EXTRAIT DE LA REVUE LA SEMAINE JURIDIQUE – ÉDITION GÉNÉRALE – N° 1-2 – 14 JANVIER 2019
LA SEMAINE DU DROIT L’ENTRETIEN
COUR DE CASSATION
« L’avocat général dispose d’une totale liberté d’action et
d’opinion. Il doit incarner ce regard extérieur qui lui permet d’éclairer la Cour »
Après 7 ans à la tête du parquet de Paris, François Molins a pris ses fonctions de procureur général près la Cour de cassation, le 16 novembre dernier. À ce poste prestigieux au sommet de la hiérarchie du parquet, il succède à Jean-Claude Marin. Lors de l’audience solennelle en grande chambre, la 47 e depuis 1804, en présence de la garde des Sceaux, Nicole Belloubet et de Hauts magistrats, le premier président Bertrand Louvel et le doyen des premiers avocats généraux, Philippe Ingall-Montagnier, ont rendu hommage à la carrière exemplaire du magistrat, marquée ces dernières années par les attentats terroristes qui ont frappé le pays. Rencontre avec le magistrat le plus célèbre de France (V. égal. dans ce numéro JCP G 2019, act. 2, Portrait).
Entretien avec FRANÇOIS MOLINS, procureur général près la Cour de cassation
La Semaine Juridique, Édition générale : Quel bilan tirez-vous des 7 années passées au parquet de Paris ?
François Molins : Ces 7 années ont été particulièrement riches et denses. Pour le procureur du parquet de Paris, le véritable enjeu est de parvenir à concilier la gestion des « affaires » et l’urgence, avec les enjeux de fond. J’ai toujours combattu l’idée selon laquelle le procureur devait être jugé sur sa capacité à gérer les affaires signalées. Confronté en permanence à des dossiers complexes, il doit aussi s’emparer des problématiques de fond qui conduisent à décliner et à faire évoluer les politiques pénales. Le véritable défi du parquet de Paris est de relever les enjeux portant tout autant sur la délinquance du quotidien que sur le terrorisme, de gérer des affaires sensibles mais aussi de conduire une action de fond s’inscrivant dans le moyen et le long terme. Il n’y a aucun parquet en France où la convergence de ces enjeux atteint un tel paroxysme.

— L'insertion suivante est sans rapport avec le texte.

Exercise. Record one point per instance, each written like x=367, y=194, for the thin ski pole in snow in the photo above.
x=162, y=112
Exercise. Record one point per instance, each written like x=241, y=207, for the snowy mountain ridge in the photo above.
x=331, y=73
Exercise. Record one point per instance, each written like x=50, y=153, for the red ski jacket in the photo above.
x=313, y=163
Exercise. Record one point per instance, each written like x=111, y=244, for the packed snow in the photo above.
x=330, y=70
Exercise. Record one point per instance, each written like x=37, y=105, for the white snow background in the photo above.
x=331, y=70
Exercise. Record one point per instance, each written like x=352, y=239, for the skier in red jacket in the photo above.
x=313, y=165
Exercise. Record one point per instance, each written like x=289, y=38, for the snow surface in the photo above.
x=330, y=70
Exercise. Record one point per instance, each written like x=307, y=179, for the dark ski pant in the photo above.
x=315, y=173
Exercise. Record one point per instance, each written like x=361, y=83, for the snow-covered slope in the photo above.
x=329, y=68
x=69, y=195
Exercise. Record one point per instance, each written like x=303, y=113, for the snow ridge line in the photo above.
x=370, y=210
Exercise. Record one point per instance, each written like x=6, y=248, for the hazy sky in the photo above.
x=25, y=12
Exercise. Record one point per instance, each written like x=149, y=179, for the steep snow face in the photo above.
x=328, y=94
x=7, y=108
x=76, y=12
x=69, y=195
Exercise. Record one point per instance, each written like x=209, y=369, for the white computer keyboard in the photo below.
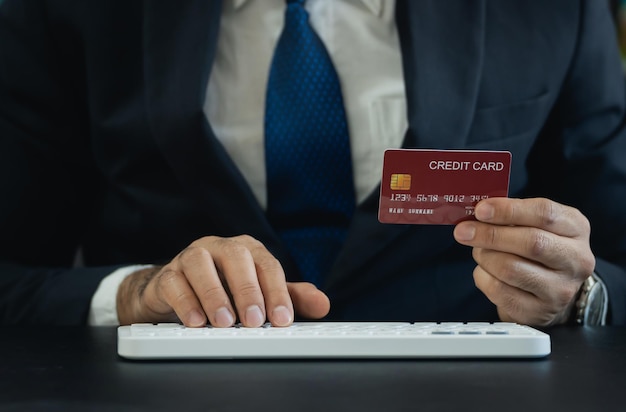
x=333, y=340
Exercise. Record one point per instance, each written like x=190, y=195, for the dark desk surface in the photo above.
x=69, y=369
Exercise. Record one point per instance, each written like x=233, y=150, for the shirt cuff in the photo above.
x=103, y=309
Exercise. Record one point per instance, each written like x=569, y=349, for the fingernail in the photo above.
x=484, y=211
x=196, y=319
x=465, y=232
x=281, y=316
x=254, y=316
x=223, y=318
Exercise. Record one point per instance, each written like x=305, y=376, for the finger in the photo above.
x=271, y=276
x=309, y=302
x=236, y=265
x=514, y=305
x=171, y=286
x=199, y=268
x=554, y=288
x=539, y=213
x=557, y=252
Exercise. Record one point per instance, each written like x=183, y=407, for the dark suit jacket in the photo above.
x=104, y=145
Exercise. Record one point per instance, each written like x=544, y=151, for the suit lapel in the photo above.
x=442, y=51
x=442, y=47
x=180, y=40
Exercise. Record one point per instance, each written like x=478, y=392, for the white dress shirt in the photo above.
x=362, y=40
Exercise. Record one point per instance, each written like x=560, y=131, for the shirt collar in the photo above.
x=374, y=6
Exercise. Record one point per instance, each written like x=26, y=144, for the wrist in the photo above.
x=591, y=303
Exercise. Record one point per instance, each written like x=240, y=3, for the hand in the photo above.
x=219, y=279
x=533, y=256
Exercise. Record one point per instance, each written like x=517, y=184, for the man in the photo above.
x=134, y=131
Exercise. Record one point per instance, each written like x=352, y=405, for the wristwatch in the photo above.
x=592, y=303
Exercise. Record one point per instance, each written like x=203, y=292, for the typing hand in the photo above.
x=218, y=280
x=533, y=255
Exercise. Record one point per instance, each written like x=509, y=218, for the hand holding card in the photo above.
x=440, y=187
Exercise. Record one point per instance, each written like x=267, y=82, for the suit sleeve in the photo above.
x=46, y=183
x=582, y=149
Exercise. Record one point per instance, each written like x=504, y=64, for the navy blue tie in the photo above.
x=307, y=148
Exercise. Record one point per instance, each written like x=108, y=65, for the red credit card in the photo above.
x=440, y=187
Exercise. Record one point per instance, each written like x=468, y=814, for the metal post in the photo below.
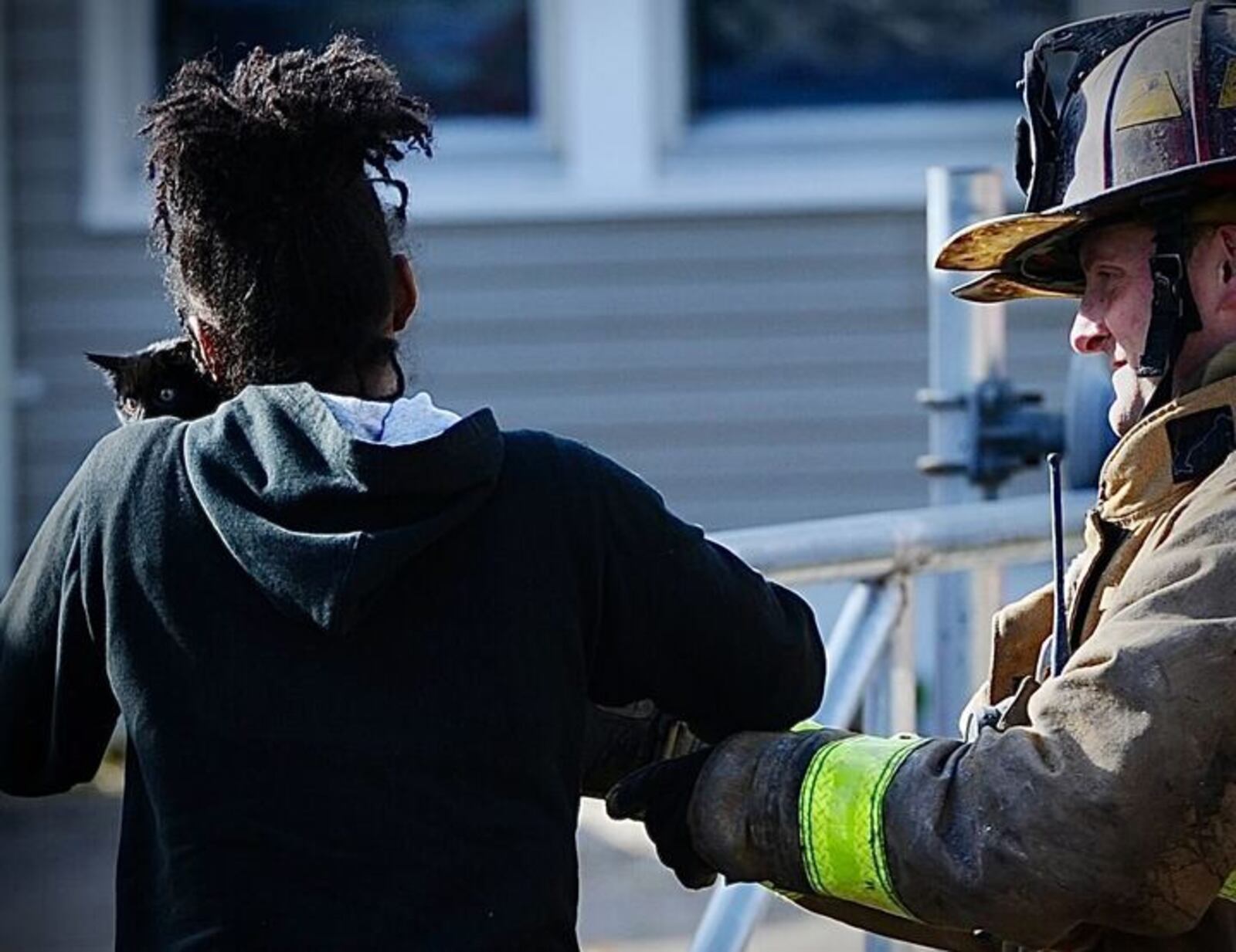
x=967, y=346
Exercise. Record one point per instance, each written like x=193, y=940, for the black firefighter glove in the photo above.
x=660, y=797
x=618, y=741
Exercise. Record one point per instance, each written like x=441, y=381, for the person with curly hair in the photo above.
x=352, y=637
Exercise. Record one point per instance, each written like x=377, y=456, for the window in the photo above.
x=465, y=57
x=601, y=107
x=785, y=53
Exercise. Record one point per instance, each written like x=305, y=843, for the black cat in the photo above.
x=158, y=381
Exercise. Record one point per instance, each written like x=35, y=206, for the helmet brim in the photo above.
x=1034, y=255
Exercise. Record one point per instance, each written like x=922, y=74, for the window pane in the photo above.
x=768, y=53
x=467, y=57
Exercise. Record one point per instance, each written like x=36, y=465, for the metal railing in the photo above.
x=871, y=647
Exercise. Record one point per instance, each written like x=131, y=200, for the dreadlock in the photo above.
x=265, y=212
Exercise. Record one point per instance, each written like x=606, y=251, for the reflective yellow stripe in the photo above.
x=840, y=819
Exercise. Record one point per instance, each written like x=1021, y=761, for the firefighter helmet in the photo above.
x=1143, y=129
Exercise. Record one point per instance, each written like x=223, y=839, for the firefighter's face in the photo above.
x=1115, y=313
x=1115, y=310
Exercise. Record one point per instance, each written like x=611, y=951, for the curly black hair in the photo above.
x=265, y=208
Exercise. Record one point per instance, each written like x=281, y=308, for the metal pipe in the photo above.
x=874, y=545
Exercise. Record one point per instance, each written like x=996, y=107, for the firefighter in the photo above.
x=1097, y=808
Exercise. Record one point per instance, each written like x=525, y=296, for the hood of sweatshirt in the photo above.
x=318, y=519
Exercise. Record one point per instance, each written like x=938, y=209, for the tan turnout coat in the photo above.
x=1108, y=819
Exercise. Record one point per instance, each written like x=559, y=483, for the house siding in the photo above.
x=754, y=368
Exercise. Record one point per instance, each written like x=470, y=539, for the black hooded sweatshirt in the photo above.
x=354, y=676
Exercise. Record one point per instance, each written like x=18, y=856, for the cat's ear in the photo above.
x=111, y=364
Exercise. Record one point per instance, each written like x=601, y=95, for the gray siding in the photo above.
x=753, y=368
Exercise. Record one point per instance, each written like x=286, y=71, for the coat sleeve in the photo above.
x=1114, y=809
x=686, y=624
x=56, y=705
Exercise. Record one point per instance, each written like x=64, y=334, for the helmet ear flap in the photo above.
x=1024, y=157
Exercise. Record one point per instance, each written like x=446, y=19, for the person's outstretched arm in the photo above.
x=1114, y=809
x=688, y=624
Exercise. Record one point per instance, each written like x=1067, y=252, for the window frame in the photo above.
x=611, y=135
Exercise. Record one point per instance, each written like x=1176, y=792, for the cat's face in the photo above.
x=158, y=381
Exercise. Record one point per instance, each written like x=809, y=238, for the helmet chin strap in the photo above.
x=1173, y=311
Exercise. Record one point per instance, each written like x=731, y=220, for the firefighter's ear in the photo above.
x=1227, y=239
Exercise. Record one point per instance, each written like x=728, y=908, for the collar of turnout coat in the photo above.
x=1165, y=455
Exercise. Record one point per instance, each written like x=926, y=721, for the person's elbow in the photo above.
x=795, y=667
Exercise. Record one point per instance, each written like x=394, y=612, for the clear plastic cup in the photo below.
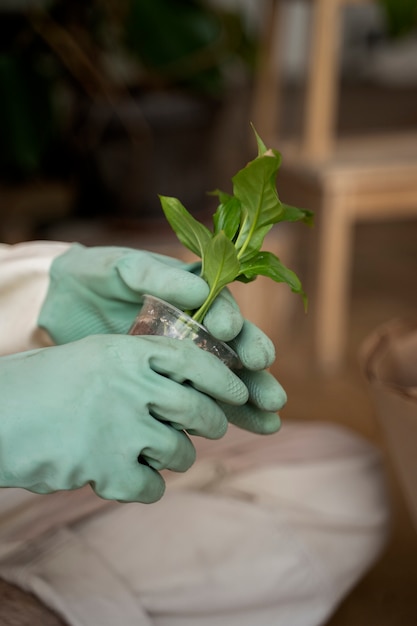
x=158, y=317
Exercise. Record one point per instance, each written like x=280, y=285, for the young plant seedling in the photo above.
x=233, y=249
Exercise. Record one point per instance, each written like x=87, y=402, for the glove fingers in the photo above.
x=224, y=320
x=187, y=409
x=265, y=391
x=256, y=351
x=182, y=288
x=141, y=484
x=253, y=419
x=183, y=361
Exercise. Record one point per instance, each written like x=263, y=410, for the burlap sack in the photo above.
x=389, y=360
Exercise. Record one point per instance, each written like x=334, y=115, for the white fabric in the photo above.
x=265, y=531
x=24, y=281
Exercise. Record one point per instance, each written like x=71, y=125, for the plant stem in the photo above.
x=200, y=314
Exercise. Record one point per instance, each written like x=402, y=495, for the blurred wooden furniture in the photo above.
x=344, y=180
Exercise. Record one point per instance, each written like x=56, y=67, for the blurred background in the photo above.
x=108, y=103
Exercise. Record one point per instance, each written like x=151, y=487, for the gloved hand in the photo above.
x=257, y=353
x=84, y=412
x=100, y=290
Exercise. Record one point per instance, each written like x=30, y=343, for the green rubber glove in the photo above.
x=257, y=353
x=100, y=290
x=85, y=412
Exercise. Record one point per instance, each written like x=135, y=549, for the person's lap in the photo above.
x=261, y=529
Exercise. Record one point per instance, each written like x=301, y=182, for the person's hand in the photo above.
x=87, y=411
x=257, y=353
x=100, y=290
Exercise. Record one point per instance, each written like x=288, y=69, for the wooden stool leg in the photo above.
x=331, y=299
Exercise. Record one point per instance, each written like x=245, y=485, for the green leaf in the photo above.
x=191, y=233
x=227, y=216
x=220, y=262
x=267, y=264
x=255, y=186
x=255, y=243
x=292, y=214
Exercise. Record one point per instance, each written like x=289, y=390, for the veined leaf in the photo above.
x=255, y=186
x=191, y=233
x=292, y=214
x=227, y=217
x=255, y=243
x=267, y=264
x=220, y=262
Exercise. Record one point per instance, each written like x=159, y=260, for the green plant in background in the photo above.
x=186, y=43
x=400, y=16
x=233, y=249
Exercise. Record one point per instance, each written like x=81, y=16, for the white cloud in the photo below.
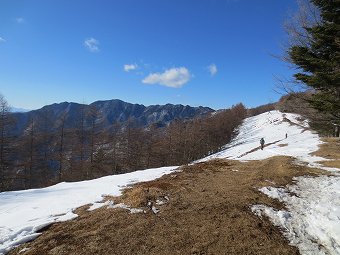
x=131, y=67
x=212, y=69
x=174, y=77
x=20, y=20
x=92, y=44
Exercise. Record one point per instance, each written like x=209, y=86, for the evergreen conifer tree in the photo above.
x=319, y=59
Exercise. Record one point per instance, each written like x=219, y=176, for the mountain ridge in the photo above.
x=106, y=113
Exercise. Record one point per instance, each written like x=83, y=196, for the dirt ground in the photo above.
x=206, y=211
x=330, y=150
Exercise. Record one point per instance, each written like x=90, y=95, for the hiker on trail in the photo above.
x=262, y=143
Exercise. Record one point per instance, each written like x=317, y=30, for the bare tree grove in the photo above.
x=46, y=155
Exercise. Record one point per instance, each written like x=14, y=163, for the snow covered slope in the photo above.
x=312, y=219
x=23, y=213
x=273, y=127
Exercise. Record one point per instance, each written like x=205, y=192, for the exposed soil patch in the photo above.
x=207, y=211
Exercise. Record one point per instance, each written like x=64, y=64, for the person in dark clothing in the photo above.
x=262, y=143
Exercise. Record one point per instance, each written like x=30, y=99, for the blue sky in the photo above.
x=213, y=53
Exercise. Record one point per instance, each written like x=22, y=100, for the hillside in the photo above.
x=214, y=206
x=107, y=113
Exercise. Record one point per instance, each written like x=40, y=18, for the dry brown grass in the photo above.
x=330, y=150
x=208, y=213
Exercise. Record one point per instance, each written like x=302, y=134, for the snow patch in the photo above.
x=23, y=213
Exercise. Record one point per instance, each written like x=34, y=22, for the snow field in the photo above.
x=312, y=219
x=24, y=213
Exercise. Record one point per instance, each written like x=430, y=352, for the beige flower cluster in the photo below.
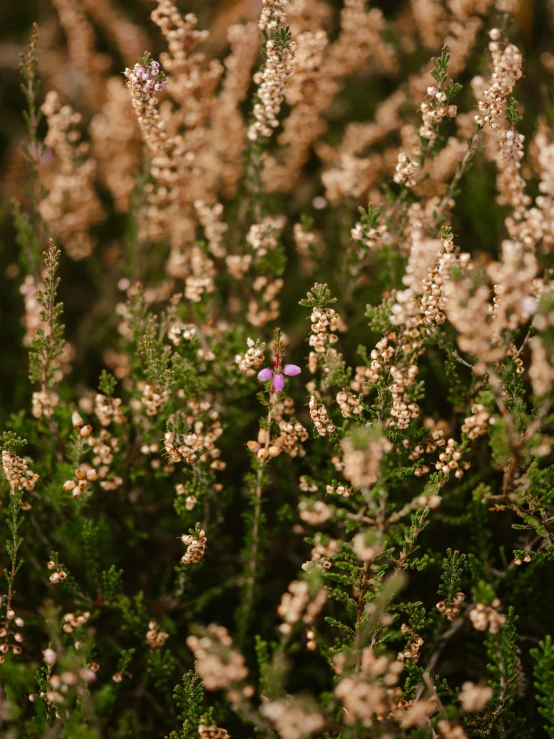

JCP G : En quoi les politiques pénales ont-elles évolué pendant ces 7 années ?
F. M. : Les politiques pénales doivent répondre à l’évolution de la délinquance et aux nouveaux phénomènes de criminalité qui apparaissent ou se développent. C’est le cas par exemple du hameçonnage en matière astucieuse, ou des violences au sein du couple et de la délinquance sexuelle qui est en forte augmentation. Les migrations engendrent également des problèmes nouveaux, qu’il s’agisse de la délinquance des mineurs étrangers ou des problématiques liées aux mineurs non accompagnés. Il convient d’adapter en permanence la politique suivie et les réponses pénales, de même que les organisations et les dispositifs afin de répondre au mieux au phénomène de délinquance pour le faire reculer.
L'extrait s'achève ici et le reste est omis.